Multi-commodity developer Savannah Resources (AIM: SAV) has inked an agreement with Galp Energia that could see the energy group taking up to a 10% stake in the company’s Mina do Barroso lithium project, in northern Portugal, by investing $6.4 million.
The funding would support a definitive feasibility study for the project, which is set to become Europe’s first significant producer of spodumene, a hard-rock form of lithium.
Savannah said Galp was also evaluating an offtake agreement for 100,000 tonnes of lithium concentrate per year, or about 50% of the mine’s expected output.
“The agreement represents a significant step in commercializing Mina do Barroso and will be an important factor in securing financing for the construction of the project,” the company said.
Savannah acquired a 75% interest in Mina do Barroso in May 2017 and it has maintained a fast paced development approach since.
The project holds a resource estimate of 20 million tonnes of lithium with over 200,000 tonnes contained Li20. Metallurgical test-work results have produced a 6% Li20 low impurity concentrate, which according to CEO David Archer is “ideal” for the electric vehicles (EV) battery industry.
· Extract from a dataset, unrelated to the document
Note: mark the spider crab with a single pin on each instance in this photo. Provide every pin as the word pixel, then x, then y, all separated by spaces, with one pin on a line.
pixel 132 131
One hiccup in Savannah’s plans may be that, according to experts, it is 2.5 times more expensive to produce lithium extracted from Portugal’s granite rocks than from the brine fields of Chile. The South American nation hosts some of the planet’s largest known reserves of the white metal.
Mina do Barroso is set to initially produce 6% Li2O spodumene concentrates destined for China. The open-pit mine will also yield a feldspar and quartz co-product to be sold to ceramics industry customers locally and in neighboring Spain.
Portugal, already Europe’s top lithium producer, accounts for about 11% of the global market, but its output is entirely used to make ceramics and glassware. That is why Europe relies on lithium imports from Latin America’s “Lithium Triangle,” Australia, and China.
The news comes amid forecasts Europe will overtake China as the top electric vehicle market this year, spawning investment into the necessary infrastructure and local supply chains to reduce a dependence on Asian battery makers.
The British government has been one of the most aggressive European administrations to push for investment into battery factories. The goal is to protect the future of local car plants.
UK carmakers have three years to source local electric car batteries, following the Brexit free trade deal inked last year. Under the agreement, all European trade in cars and parts will continue to be free of tariffs or quotas after the Brexit transition period ended on December 31, as long as they contain enough content from either UK or EU factories.
Batteries will at first be allowed to have up to 70% of materials from countries outside the EU or the UK. From 2024 onwards, however, that requirement will tighten to 50%.